A View from Simson Garfinkel
Sprint PCS Uses Caller-ID as it’s Authenticator for Voice Mail Access!
MSNBC has a disturbing article describing how easy it is to hack into Sprint PCS voice mail systems.Here’s the problem. I am a Sprint PCS subscriber. When you set up your voice mail, you are invited to “activate a special…
MSNBC has a disturbing article describing how easy it is to hack into Sprint PCS voice mail systems.
Here’s the problem. I am a Sprint PCS subscriber. When you set up your voice mail, you are invited to “activate a special feature” that allows you to retrieve your Sprint PCS voice mail without having to type your account password. However, this feature is supposed to only work when you are calling your voice mail from your Sprint PCS phone!.

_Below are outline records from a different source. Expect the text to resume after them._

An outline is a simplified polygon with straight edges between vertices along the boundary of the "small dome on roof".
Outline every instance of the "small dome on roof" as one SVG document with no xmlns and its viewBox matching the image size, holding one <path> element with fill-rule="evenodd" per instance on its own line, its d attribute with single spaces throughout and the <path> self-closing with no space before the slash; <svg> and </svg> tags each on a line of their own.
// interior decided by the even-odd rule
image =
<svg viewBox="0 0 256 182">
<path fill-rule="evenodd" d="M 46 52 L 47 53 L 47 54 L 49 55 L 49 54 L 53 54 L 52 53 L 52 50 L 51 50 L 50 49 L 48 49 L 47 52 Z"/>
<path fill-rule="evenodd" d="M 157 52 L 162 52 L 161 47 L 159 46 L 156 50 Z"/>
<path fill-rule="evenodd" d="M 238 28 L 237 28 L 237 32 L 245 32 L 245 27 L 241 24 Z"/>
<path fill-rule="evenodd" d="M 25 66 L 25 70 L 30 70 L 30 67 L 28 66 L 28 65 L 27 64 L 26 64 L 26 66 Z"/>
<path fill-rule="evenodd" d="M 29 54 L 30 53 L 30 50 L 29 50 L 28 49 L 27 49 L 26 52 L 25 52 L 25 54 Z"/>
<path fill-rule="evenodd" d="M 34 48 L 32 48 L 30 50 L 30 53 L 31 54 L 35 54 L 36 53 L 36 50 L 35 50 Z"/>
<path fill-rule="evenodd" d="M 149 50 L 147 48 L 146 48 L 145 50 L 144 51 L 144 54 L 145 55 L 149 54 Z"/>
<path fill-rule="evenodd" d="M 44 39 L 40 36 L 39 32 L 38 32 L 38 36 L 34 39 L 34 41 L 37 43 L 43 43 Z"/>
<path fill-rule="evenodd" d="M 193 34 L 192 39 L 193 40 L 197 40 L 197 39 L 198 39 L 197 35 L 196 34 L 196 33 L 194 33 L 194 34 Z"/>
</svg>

It turns out, according to this MSNBC article, that Sprint PCS uses Caller ID as the authenticator. Now anybody who has their own telephone switch with a digital interface to the phone company can spoof Caller ID. This is an old trick that ex-hacker Kevin Mitnick has discussed for years.
So what could be done?
Well, Caller-ID could be made more secure: There is no reason that my phone company should accept any Caller-ID string.
Second, Sprint PCS is a cell phone company! They should know the difference between a landline calling their voice mail system and one of their own cell phones.
Third, there should be some kind of liability on companies that knowingly market systems that are not secure. Don’t you think?